|The terrier and I recently spent a couple of days camping on the shores of Loch Tay.
I could see by the map that getting to this site was going to be a bit of a struggle but Tiompans lovely pictures and Stan Beckensall's description of the site in his lovely book Circles of Stone had this marked down as a must-see.
I parked up in a gap on the roadside at approx NN697422 and then passed through the field gate onto the steep hillside. The contours fall pretty close together here and the ground is pretty wet. It took the terrier and I a good bit of too'ing and fro'ing to pick our way through the chest-high bracken and shin-deep bogs to climb the steepest part of the hill. Eventually we reached the final stone wall, the slope eased off a little and the walking became a little easier.

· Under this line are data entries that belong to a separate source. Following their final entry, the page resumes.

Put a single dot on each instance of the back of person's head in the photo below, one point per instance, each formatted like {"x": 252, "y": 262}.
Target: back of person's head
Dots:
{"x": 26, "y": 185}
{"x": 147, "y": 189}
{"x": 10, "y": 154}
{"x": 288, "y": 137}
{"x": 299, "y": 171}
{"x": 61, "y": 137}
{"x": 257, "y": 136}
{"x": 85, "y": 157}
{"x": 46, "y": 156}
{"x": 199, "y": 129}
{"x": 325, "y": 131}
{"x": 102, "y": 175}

As we worked our way up the slope I could see a group of people standing roughly where I had worked out that the carvings should be. Bollocks!, just my luck I thought, having slogged up the hill to have my peace disturbed by a bunch of folk shooting rabbits or some such nonsense.
As I moved up the hill the figures began to take shape "that fella doesn't half look like George" I thought, "that other fella is the dead pop of Stan Beckensall, fuck me there's Richard Bradley!" I began to think that perhaps the pot of expresso that I'd drunk before setting off was having some bizarre hallucinogenic effect. As I got closer I could see the bloke who looked like George squinting and smiling at me.
Basically what I'd stumbled upon was the tail-end of an excavation by Richard Bradley and his team with George, Stan with Paul Frodsham paying a visit. Here was me on my first visit to Perthshire, I pick an obscure upland site to visit and stumble across this jolly bunch.
As for the site itself, the excavations were coming to an end, Richard Bradley busied himself ensuring that the recording and back-filling was all going to plan. Stan kindly showed me around the site including some new carvings. I was fortunate enough to be able to lift the turf off some of the known carvings and basically drink the whole thing in.
From my point of view it was a real privilege to be able to sit down in the landscape and discuss archaeology and rock art with such lovely folk as George and Stan.
Beautiful rock art in a fantastic landscape shared with excellent company. Who could ask for more?